AeroVironment's top-line surge thwarted by margin collapse as BlueHalo acquisition weighs (AVAV) AeroVironment (AVAV) is plunging lower following its 2Q26 report as investors look past spectacular top-line growth and focus instead on a sharp EPS miss, a dramatic gross margin reset, and a lower-than-expected FY26 outlook.
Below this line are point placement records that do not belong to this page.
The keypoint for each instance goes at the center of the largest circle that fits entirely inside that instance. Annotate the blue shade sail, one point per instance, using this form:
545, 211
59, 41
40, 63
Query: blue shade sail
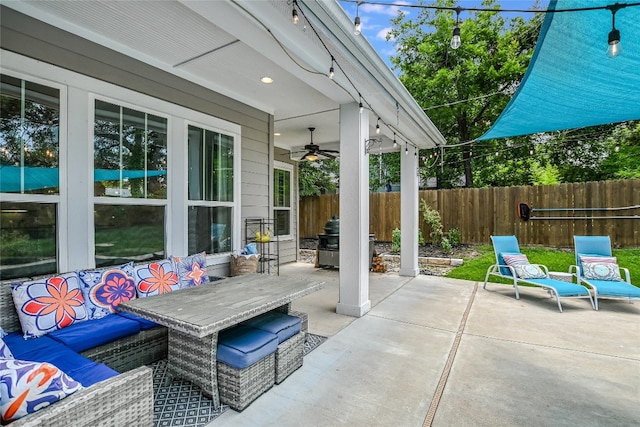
571, 82
14, 179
While management highlighted record awards, bookings, and strong multiyear demand signals, the mix and margin dynamics tied to the BlueHalo acquisition, and a heavier services footprint materially changed the earnings profile versus what the market was expecting.
- Revenue surged 151% yr/yr to $472.5 mln, comfortably ahead of expectations, driven by the inclusion of BlueHalo and 21% organic growth from legacy AVAV.
- Gross margin was the key negative surprise, collapsing to 22% (27% adjusted) from roughly 39–41% a year ago.
- The margin compression was driven primarily by a higher mix of lower-margin service revenue, increased amortization and other non-cash purchase accounting expenses from BlueHalo, one-time operational inefficiencies tied to the Oracle Fusion ERP go-live and the U.S. government shutdown.
- Autonomous Systems revenue was $301.6 mln, led by 38% growth in Precision Strike and Counter-UAS (Switchblade 600, Titan) and strong JUMP 20 growth.
- Cyber and Directed Energy delivered revenue of $170.9 mln with 20%+ growth in Space and Directed Energy (LOCUST, laser comms) offset by weakness in Cyber and Mission Systems due to program discontinuations and shutdown impacts.
- Bookings were a standout at nearly $1.4 bln, supported by $3.5 bln of total contract awards, with funded backlog at $1.1 bln and unfunded at $1.8 bln, equating to 93% “visibility” to the revenue guidance midpoint once expected funding is included.
- AVAV still expects adjusted gross margin to improve through the year, targeting the high-30s by Q4 and low-30s for FY26 overall.
- FY26 EPS guidance was cut to $3.40–3.55, with the reduction driven mainly by a higher projected tax rate after the updated BlueHalo purchase price allocation, layered on top of mix-driven margin pressure.
- AVAV raised the low end of its revenue guidance to $1.95–2.00 bln (about 15% growth vs. pro forma FY25).
Briefing.com Analyst Insight
AVAV’s 2Q26 print underscores a classic growth-vs-profitability tug-of-war. The company is winning major programs and building a powerful, multi-domain defense tech platform, but the BlueHalo-driven mix shift and tax headwinds have reset the near-term EPS algorithm. The combination of a 17-point gross margin compression, lower EPS guidance, and a heavily back-weighted 4Q earnings ramp is overshadowing the record bookings and robust demand narrative, prompting a sharp reset in the stock after a strong run into the print. Even so, record awards, strong visibility, and expanding sole-source and multiyear positions in loitering munitions, counter-UAS, space, and directed energy suggest the long-term growth story remains intact if management can execute against the back-half ramp and deliver on the promised margin recovery.